В конце концов итальянки ушли, громко, без стеснения обсуждая «шлюх, ложащихся под толстосумов», за ними последовали Гуффи и Плуто, полностью увлеченные друг другом, затем кафе покинула романтическая парочка. Я же просидел на террасе до обеда: в уютном кресле-качалке, закутавшись в плед и любуясь замком. На моих коленях лежала книга, в которую я изредка заглядывал, но в первую очередь я отдыхал, дышал горным воздухом и никуда не торопился.
Что же касается вечернего шоу, официант не обманул: оно действительно потрясало. Замок был выстроен мастером своего дела, сумевшим расположить здания так, чтобы черепичные крыши домов и башен создавали неповторимый ансамбль с крепостными стенами, над которым горделиво возвышался мощный донжон. И безоблачное небо стало идеальным фоном для картины чарующей красоты: лучи постепенно опускающегося солнца мягко вырезали замок из нашего мира, превращая в олицетворение сказки. Терраса наполнилась восторженными возгласами, кто-то фотографировал, кто-то вел прямой эфир, вокруг летала стая дронов, а я сидел в первом ряду и молча ждал появления драконов. Двух чудесных крылатых красавцев, чей танец должен был стать украшением вечера.
И стал таким.
И я хочу сказать, что ни одно самодеятельное видео, ни один профессиональный фильм из тех, что я видел, не сумели передать поразившую меня симфонию красоты.

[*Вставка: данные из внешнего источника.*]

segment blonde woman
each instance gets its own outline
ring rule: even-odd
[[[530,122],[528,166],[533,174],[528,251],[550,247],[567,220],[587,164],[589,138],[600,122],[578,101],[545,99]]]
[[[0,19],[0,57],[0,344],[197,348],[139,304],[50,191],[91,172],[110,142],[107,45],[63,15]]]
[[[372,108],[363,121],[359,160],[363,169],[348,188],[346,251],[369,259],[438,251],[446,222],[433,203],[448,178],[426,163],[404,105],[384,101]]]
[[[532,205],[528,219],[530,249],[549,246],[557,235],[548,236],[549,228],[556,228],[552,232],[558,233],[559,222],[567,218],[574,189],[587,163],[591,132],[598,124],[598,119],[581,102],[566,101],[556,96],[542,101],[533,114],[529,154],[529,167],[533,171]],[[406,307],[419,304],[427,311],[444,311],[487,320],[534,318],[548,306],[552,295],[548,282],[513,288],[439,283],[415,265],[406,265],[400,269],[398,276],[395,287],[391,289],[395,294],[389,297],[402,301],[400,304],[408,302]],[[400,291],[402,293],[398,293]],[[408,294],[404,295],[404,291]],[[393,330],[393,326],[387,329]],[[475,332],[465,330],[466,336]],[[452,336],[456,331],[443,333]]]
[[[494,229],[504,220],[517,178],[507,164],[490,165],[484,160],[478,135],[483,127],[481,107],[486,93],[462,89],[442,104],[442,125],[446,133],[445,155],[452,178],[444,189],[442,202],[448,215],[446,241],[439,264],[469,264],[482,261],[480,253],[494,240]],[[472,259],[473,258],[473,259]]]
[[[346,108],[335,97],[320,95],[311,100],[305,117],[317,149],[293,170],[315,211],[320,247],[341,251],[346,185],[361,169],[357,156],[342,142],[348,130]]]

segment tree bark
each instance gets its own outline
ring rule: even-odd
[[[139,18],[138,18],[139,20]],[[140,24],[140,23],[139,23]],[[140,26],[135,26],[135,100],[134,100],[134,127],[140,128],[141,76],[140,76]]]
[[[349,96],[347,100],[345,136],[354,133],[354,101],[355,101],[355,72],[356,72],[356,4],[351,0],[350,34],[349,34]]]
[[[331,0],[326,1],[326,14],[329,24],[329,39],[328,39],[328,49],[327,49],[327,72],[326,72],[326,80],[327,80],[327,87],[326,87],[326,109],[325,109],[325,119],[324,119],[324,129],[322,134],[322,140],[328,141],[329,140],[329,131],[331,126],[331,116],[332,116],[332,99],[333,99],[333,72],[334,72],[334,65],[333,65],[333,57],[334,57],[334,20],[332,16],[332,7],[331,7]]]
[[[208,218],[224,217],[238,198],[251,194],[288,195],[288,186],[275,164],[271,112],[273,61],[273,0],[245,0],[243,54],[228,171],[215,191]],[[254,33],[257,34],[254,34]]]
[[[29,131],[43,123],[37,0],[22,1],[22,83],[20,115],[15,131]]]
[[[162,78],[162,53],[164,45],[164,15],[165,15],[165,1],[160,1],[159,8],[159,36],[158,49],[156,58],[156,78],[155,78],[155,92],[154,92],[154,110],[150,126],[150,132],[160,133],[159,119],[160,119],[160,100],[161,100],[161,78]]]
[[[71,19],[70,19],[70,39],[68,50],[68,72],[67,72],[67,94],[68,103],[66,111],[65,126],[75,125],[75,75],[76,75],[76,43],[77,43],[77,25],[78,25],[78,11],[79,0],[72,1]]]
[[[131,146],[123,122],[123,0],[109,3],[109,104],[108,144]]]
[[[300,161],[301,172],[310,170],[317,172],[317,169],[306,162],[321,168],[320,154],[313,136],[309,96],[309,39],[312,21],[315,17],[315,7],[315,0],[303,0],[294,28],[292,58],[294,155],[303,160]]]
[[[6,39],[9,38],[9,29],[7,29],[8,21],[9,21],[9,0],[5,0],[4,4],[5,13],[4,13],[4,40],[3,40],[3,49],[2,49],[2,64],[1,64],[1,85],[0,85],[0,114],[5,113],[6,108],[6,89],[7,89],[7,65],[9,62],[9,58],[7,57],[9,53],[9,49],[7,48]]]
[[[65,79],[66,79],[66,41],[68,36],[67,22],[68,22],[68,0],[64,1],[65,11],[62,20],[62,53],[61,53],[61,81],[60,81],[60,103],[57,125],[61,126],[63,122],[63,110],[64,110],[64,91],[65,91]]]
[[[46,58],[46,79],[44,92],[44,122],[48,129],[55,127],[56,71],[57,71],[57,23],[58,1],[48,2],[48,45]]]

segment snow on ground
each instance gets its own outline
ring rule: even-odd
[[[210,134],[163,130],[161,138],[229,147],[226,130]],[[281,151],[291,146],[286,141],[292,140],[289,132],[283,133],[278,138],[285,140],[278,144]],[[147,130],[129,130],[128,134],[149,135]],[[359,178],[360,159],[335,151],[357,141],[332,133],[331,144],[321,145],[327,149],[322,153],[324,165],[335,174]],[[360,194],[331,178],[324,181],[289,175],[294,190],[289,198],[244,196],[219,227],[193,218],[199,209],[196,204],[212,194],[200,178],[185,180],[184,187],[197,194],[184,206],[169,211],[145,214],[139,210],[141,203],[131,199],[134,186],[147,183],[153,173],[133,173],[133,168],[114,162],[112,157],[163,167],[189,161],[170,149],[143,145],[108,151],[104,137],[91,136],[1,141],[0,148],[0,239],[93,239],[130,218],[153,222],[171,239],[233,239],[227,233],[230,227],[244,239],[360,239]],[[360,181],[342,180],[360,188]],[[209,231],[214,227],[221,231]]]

Я наблюдал за тем, как взлетевшие со стен драконы устремились вверх, к чистому небу, вытянув шеи и почти слившись в бесконечно быструю ракету; как они закружились в хороводе, спускаясь вниз по широкой спирали; как пролетели над зрителями, продемонстрировав светлую чешую животов и могучие когти на согнутых лапах; как улыбались, зависнув в воздухе напротив террасы, обрамляя замок, подобно геральдическим щитодержателям.
Затем солнце скрылось за горами, большая часть туристов покинула террасу, остальные приступили к ужину, а я плотнее закутался в плед и задумался над тем, в каком чудесном мире нам довелось жить.
Пусть он и фальшив чуть более, чем полностью.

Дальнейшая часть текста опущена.